La crypto est clairement à la traîne de presque toutes les grandes classes d’actifs. Cette année, le capital a privilégié la stabilité, les flux de trésorerie et la valeur tangible. La crypto, le pari évident et sceptique à forte croissance, a passé l’année à l’écart.
Qu’est-ce qui comptait vraiment cette année ?
Pour Bitcoin, les 12 derniers mois ont été consacrés à devenir plus fort. Comme mentionné précédemment, les ETF Spot sont devenus une source constante de demande. La baisse de moitié de la nouvelle offre a rendu Bitcoin plus difficile à trouver. Des réglementations américaines plus claires ont également permis aux institutions de détenir plus facilement du BTC et d’expliquer pourquoi elles en sont propriétaires.
Dans le même temps, l’augmentation de la dette publique et la pression budgétaire ont ramené l’attrait du Bitcoin en tant que couverture. Les détenteurs à long terme ont adhéré à cette idée, ajoutant des positions même lorsque BTC semblait ennuyeux ou peu attrayant.
L'année d'Ethereum a suivi un chemin différent, axé sur ce que le réseau peut faire. Deux mises à niveau majeures (Pectra en mai et Fusaka en décembre) ont amélioré les performances, réduit les coûts et augmenté la capacité. Les augmentations progressives des limites de gaz ont montré des progrès. La clarté autour du jalonnement a également apporté une certitude.
Les institutions sont finalement passées de la théorie/expérimentation à la pratique. Les fonds tokenisés, les pièces stables et les ETF ont tous augmenté, tandis que les réseaux de couche 2 géraient la plupart des transactions. Cela a rendu Ethereum moins cher et plus facile à utiliser à grande échelle.
Bien que le prix du jeton natif n’ait rien d’extraordinaire, le réseau lui-même a prouvé à quel point cela en dépendait.

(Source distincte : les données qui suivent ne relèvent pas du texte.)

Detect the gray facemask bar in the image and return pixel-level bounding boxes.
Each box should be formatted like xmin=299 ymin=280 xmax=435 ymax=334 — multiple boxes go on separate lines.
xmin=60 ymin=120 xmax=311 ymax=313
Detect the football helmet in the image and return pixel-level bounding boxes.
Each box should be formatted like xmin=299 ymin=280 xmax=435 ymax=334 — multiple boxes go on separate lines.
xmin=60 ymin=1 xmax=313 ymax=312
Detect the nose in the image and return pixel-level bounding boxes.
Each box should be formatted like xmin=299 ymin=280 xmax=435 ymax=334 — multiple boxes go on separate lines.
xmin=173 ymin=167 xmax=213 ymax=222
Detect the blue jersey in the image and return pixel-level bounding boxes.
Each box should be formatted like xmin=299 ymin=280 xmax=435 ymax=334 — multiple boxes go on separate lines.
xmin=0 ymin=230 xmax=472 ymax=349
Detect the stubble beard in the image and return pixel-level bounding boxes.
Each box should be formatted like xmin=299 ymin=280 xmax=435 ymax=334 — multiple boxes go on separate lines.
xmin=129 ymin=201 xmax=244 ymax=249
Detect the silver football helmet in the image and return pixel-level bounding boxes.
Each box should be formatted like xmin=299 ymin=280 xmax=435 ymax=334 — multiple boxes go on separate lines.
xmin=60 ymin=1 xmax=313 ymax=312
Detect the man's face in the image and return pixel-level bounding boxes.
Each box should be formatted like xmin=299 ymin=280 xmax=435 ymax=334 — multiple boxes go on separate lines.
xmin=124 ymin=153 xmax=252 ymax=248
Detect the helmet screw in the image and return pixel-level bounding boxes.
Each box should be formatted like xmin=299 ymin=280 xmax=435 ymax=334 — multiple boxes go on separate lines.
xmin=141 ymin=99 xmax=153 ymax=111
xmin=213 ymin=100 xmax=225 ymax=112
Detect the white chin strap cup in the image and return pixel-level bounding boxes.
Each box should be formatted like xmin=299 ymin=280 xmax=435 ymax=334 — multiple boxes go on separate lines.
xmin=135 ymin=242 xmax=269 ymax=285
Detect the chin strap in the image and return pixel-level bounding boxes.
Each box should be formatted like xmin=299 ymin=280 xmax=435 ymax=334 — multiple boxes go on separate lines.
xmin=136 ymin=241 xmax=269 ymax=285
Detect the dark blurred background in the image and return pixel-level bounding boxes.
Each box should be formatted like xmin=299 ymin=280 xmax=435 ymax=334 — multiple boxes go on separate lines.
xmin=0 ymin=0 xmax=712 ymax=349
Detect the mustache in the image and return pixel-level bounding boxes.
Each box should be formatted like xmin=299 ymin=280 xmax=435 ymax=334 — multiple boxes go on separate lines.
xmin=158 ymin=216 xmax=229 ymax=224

2026 – L’année de réponse ?
Bitcoin est peut-être meurtri, mais il n’est certainement pas cassé. Sa sous-performance par rapport aux actions est flagrante, mais cet écart constitue exactement ce que certains considèrent comme une opportunité.
Comme le dit David Schassler de VanEck,
« Bitcoin est en retard d'environ 50 % sur l'indice Nasdaq 100 depuis le début de l'année, et cette dislocation le place parmi les plus performants en 2026. »
Ce qui est important, c’est que rien de fondamental ne s’est brisé cette année. Même si l’appétit pour le risque en a pris un coup, la conviction reste la même.
C'est important parce que,
« La faiblesse actuelle reflète un moindre appétit pour le risque et des pressions temporaires sur les liquidités, et non une thèse brisée… »
Les modèles soutiennent ce point de vue. Lorsque la liquidité est limitée, Bitcoin stagne. À son retour, Bitcoin a tendance à évoluer rapidement.
Les perspectives d’Ethereum pour la nouvelle année sont peut-être plus calmes, mais tout aussi importantes. Sa croissance est désormais davantage liée à l'utilisation, avec les pièces stables, la tokenisation, l'activité L2 et les véritables institutions qui s'appuient sur elles.
Dans l’ensemble, il n’y a aucune promesse de hausse facile. Cependant, si vous êtes patient, vous verrez peut-être vos espoirs porter leurs fruits.
D'ici là, bonnes vacances ! Nous vous reverrons au cours de la nouvelle année.
Pensées finales
- Bitcoin termine 2025 meurtri, mais plus fort.
- Ethereum a sous-performé en termes de prix, mais l’utilisation du réseau l’a rendu plus critique que jamais.